AAを含む発酵培地は、300 mgのNH4H2PO4、200 mgのKH2PO4、100 mgのK2HPO4、50 mgのMgSO4・7H2O、1 μgのビオチン、100 mlの蒸留水の0.1%(w/v)酵母菌抽出物及び約1%(v/v)n-ヘキサデカンを含む液体培地中での32oCの培養によって、ATCC寄託番号24887のカンジダトロピカリス(カステラーニ)バークホウト(Candida tropicalis (Castellani)Berkhout)、無性世代株OH23から作成できる。n-ヘキサデカンを含むYM培地等の他の培地もまた使用できる。n-ヘキサデカンを含む培地から、ATCC寄託番号24887のカンジダ・トロピカリス(カステラーニ)バークホウト(Candida tropicalis(Castellani)Berkhout)、無性世代株OH23を培養することによって、AAを含む発酵培地の作成のための手順は、Okuhura等の、35 Agr. Biol. Chem. 1376(1971)にも記載され、その主題は引用により本明細書に組み込まれる。

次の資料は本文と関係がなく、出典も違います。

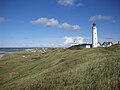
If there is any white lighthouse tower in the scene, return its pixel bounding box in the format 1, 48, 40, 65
92, 23, 98, 48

AAを含む発酵培地は、ATCC寄託番号69875の大腸菌(E. coli)株AB2834/pKD136/pKD8.243A/pKD8.292からも作成される。これは、次のように行うことができる。IPTG(0.2 mM)、アンピシリン(0.05 g)、クロラムフェニコール(0.02 g)及びスペクチノマイシン(0.05 g)を含む、1リットルのLB培地(4LのErlenmeyer振盪フラスコ中)に、250 rpm、37oCで10時間培養した10 mLの一晩培養の大腸菌(E. coli)株AB2834/pKD136/pKD8.243A/pKD8.292細胞を接種する。細胞を収集し、56 mM D-グルコース、シキミ酸(0.04 g)、IPTG(0.2 mM)、アンピシリン(0.05 g)、クロラムフェニコール(0.02 g)及びスペクチノマイシン(0.05 g)を含む1 LのM9最少培地中で再懸濁する。続いて培養物を37oCのインキュベーションに戻す。最少培地での再懸濁後に、培養物のpHを、特に最初の12時間に亘り厳密にモニターする。培養物がpH6.5に達した場合、5N NaOH又は適量の水酸化アンモニウム等の他の塩基を添加し、pHを調整し約6.8に戻す。48時間の蓄積期間に亘り、培養物はpH 6.3を下回るべきでない。培地で24時間後、12 mMのシス, シス-ムコネート及び1 mMのプロトカテキュ酸が、23 mM D-グルコースと共に培養上清で検出され得る。培地で48時間後に、大腸菌(E. coli)株AB2834/pKD136/pKD8.243A/pKD8.292細胞は、本質的に培地の56 mMのD-グルコースを、17 mMのシス, シス-ムコネートと置換し得る。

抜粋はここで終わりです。